La poesía se había alineado con mi cotidianidad sin apenas restarme tiempo. No hubiese podido ocurrir lo mismo con la novela, porque esta exige no solo madurez vital, sino dedicación, trabajo, frecuencia. Es muy complicado escribir una narración extensa sin reservar unas horas a la semana para ir avanzando. La novela carece de la espontaneidad con la que surge la poesía, que a menudo es chispa o explosión, aunque después –insisto– haya que elaborarla. Y no todo el mundo dispone de ese tiempo.

Cuando conseguí mi plaza de profesora, lo primero que hice fue comenzar una novela. Con la estabilidad laboral asegurada, no resultaba tan difícil encontrar un ratito cada día. A los 28 años, mi visión del mundo era más completa, aunque todavía tuviera mucho que aprender.

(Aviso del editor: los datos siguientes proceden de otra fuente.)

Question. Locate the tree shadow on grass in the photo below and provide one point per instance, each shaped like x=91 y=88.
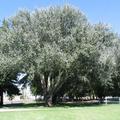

Pero a esa edad una ya ha comprendido que, ciertamente, las princesas de cuentos de hadas no existen, que nunca llegarás a Hollywood más que con una tarjeta de «visitante» y que, probablemente, publicarás libros, pero nadie te estudiará cuando ya no vivas. Y es entonces cuando nacen los escritores.

En mi caso, me di cuenta de que, en realidad, sí que había sido una princesa, una actriz de cine y mucho más. Fui Charlie adentrándose en la Fábrica de Chocolate, Hermione Granger practicando hechizos en Hogwarts, Augusto Pérez revelándose ante su autor y Fortunata enamorada sin esperanza de Juanito Santacruz. Porque en los libros podemos ser todo lo que nunca seremos. Porque los novelistas son creadores de mundos.

Hace unos días recibí la feliz noticia: en diciembre, saldrá a la venta mi segunda novela, de género negro. Una niña que quería ser princesa se pasó toda la tarde sonriendo.